In their final pitch to the jury, prosecutors in Larry Farnese's federal fraud trial painted the state senator as so desperate five years ago to become leader of the city's Eighth Democratic Ward that he was willing to buy the vote of a committeewoman to do it.
Luckily for him, prosecutor Robert Heberle said during his closing argument Monday, one member of the ward committee, Ellen Chapman, was so desperate for money to fund her daughter's education that she was willing to sell her vote.
"The money and the promise to vote for Farnese were tied together," he said. "Quid pro quo. This for that. There's a word for such a payment - it's a bribe."
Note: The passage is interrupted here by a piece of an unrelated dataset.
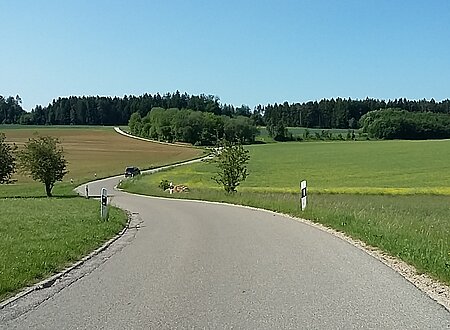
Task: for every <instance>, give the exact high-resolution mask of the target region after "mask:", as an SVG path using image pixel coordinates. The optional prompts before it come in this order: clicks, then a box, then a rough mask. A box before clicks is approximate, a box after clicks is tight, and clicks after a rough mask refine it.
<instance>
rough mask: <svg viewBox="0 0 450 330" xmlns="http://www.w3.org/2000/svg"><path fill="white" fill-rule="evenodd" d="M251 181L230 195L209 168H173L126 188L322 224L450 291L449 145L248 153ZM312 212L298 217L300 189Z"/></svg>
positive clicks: (384, 143) (126, 189)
But defense lawyers, in their final remarks, called prosecutors desperate, too - so desperate to score a conviction that they twisted a perfectly legal act of constituent service into a nefarious tale of corruption.
Where the jury of seven women and five men stands in that debate as it begins deliberations Tuesday could determine whether Farnese will become the third consecutive state senator from his district to end his political career in a prison cell.
"This is not the way criminals act," Farnese lawyer Mark Sheppard told the jury, referring to the scores of emails, campaign-finance filings, and other paperwork documenting the senator's $6,000 contribution to the tuition owed by Chapman's daughter. "Criminals don't file public records," he said. "Criminals don't keep the emails that the government now alleges are evidence of an illicit agreement. Criminals don't pay bribes with checks."
Throughout the five-day trial before U.S. District Judge Cynthia M. Rufe, both sides have sparred over how to describe that payment, which went to fund a study-abroad trip to Kyrgyzstan for Chapman's daughter, Hannah Feldman, then at the University of Pennsylvania.
What the defense has described as a "good deed" for a deserving constituent, prosecutors called a bribe.
They noted that it is the largest donation Farnese ever reported on campaign-finance filings to a nonpolitical expense.
Government witnesses have testified that Chapman appeared conflicted about her decision to give the senator her backing in the ward leader race.
A quid pro quo agreement with Farnese, Heberle said, would explain why Chapman was in tears when she informed Farnese's rival in the race, a good friend, that she would be throwing her support behind the senator due to the financial aid he promised to find for her daughter.
If her dealings with Farnese were aboveboard, he asked, "why would Chapman be crying over just having secured funding for her daughter? Wouldn't that be great news?"
But Chapman lawyer Elizabeth Toplin offered an alternative explanation.
"Sometimes your friend isn't the right person for the job and it's not easy to tell him that," she told the jury. "If the fact that [Farnese] took an interest in her child and didn't blow her off factored into her decision to support him, that's not a quid pro quo. . . . That's what we would all do."
The senator's own lawyers also emphasized that point with their final witness Monday - Center City lawyer Lawrence Tabas, an expert in Pennsylvania election law. He testified that state campaign-finance statutes allow candidates to spend their money on just about anything that might help influence an election.
But in Farnese's case, Sheppard argued in his closing remarks, he didn't even need Chapman's support. Several committee members that testified at the trial described Farnese as a clear front-runner in the ward leader race from the beginning.
If Farnese was trying to swing the election through bribery, Sheppard asked, why would he pay off only one out of the more than 50 voters he needed to win?
"This was not a bribe," he said. "This was Sen. Farnese doing what he does best - helping others."